I was just thinking about my husband and how good he is to me. When my sanity had occasion to nosedive in the past month or two, Rob stepped up and rescued me from the overwhelming travails of work and home. He is my hero.

Now I feel sort of bad about my ongoing affair with Matt Damon.


You’re Welcome

Yesterday I went to the polls and to work secretly wearing my Barack Obama tee shirt for luck, so it’s no wonder that he won so early and decisively. I had confidence-there was something like only a nine percent chance that McCain could win without the usual Republican illegal antics—but don’t you hate it when you have confidence in something and also a nervous breakdown at the same time?

In 2004 and 2006 I went to bed early and didn’t watch the returns, but this year I drank several bottles of wine and Facebooked and Twittered my anxiety across the ether, where it was reflected back by friendly voices who were in the same boat. I barely knew Facebook and Twitter were alive last week, but I now love them. If you’ve been wondering where I’ve been lately, you now have your answer: shooting pithy little sentences about my current activities into an oblivious world. I can even do this from my iPhone, which is very convenient if I happen to have a pithy thought while driving down the highway. Movable Type is so last century.

Anyway, in the spirit of President-Elect Barack Obama, who wishes to unify this great land (even the idiots), I have decided to unify my online activity, or at least make it more ubiquitous for you desperate hordes.

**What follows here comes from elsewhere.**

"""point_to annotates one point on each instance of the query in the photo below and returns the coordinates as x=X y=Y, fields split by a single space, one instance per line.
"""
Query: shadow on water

I am going to start mirroring some of my blog posts at Facebook and also post my Facebook and Twitter information here in case anyone wants to see what my typing looks like as I careen off the interstate.

Facebook: do an email address search for the address in the link below

Twitter (for me):

I don’t know what this is going to accomplish, but if my goal during this election cycle has been to make the world a better place, I would be a hypocrite to deprive you of as much of me as you can possibly get.